I have created an Index of 200M docs and will be updated frequently. 50M docs will be updated in a month. In short, the Index is read/write heavy in nature.
As Elastic/Lucene says it will not do an actual update but it will delete/add, that means the deleted docs will resides in Index but will not be searchable.
Lucene occasionally merges segments according to merge policy, which is costlier.

So my question is

  1. How would be my Index read/write performant in such scenario?
  2. Is there any alternative to deal with such scenario?
  3. Can we disable soft delete in Elastic/Lucene and allow only hard delete?

Thanks,
Nilesh


(Christian Dahlqvist) #2

How often is frequently? Which version of Elasticsearch are you using?

Correct. They will only be physically deleted from disk during a merge.

It depends on the use case and the questions I asked earlier.

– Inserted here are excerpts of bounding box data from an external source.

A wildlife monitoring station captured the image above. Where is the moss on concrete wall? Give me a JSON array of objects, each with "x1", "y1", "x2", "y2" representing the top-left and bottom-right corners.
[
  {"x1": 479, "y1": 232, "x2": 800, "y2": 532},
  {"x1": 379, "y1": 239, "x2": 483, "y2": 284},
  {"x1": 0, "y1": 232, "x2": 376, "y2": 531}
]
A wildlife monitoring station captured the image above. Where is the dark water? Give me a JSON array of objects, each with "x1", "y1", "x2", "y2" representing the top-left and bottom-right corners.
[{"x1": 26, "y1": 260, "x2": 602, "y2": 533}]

I am not sure I understand your question.

No, that is not possible.


(Nilesh) #3

Version : 5.4
In a month,

  1. for 7 days bulk update 30-35M (from data source 1)
  2. daily 1M bulk update. (from data source 2..n)
  3. +Heavy search

(Nik Everett) #4

The only way to not use the delete-is-mark-then-merge-away behavior is to create an entirely new index and then drop the old one. Some people do this, but mostly because they don't have triggers to sync changes so they must so it periodically.

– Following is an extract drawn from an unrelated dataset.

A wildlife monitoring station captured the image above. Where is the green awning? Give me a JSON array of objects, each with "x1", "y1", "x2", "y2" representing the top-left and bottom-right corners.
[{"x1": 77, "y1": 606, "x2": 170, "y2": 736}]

I ran a system that had many updates. Performance was fine. The standard advice of setting the refresh time to 30 seconds if you can tolerate it is good here. As is watching updates and dedupicating them.


(Christian Dahlqvist) #5

What is the problem you are trying to solve?


(Nilesh) #6

We are building a system that takes(update) data from multiple sources and update the master data. At the same time, consumer of the master should be able to get the updated data from master real time.


(Christian Dahlqvist) #7

Are you seeing any performance problems you are trying to address?


(Nilesh) #8

Did POC using following configuration
3 node cluster
RAM : 60gb
HD : 1.5 TB SSD
CPU : 8 core

POC :
Indexing and searching(fuzzy query) simultaneously in multi-threaded environment.
What I observed is, Indexing slows down drastically. If I do only indexing then the performance is very good.


(Christian Dahlqvist) #9

What was limiting performance when you indexed and searched at the same time? CPU? Disk I/O? Did you see any reports in the logs about long or slow GC?


(Nilesh) #10

How you handled deleted docs?
Are you relying on Elastic/Lucene to purge?
What settings you used?


(Nilesh) #11

Using htop, got to know CPU & RAM.
Even if I increased the infrastructure, purging will not affect performance?


(Christian Dahlqvist) #12

Indexing, merging and querying use the same system resources, so off course they can affect performance and each other. You need to test to see that you have enough system resources available for the combined load and that you at that point are able to index and query with acceptable performance.


(Nilesh) #13

Thanks Christian_Dahlqvist & nik9000!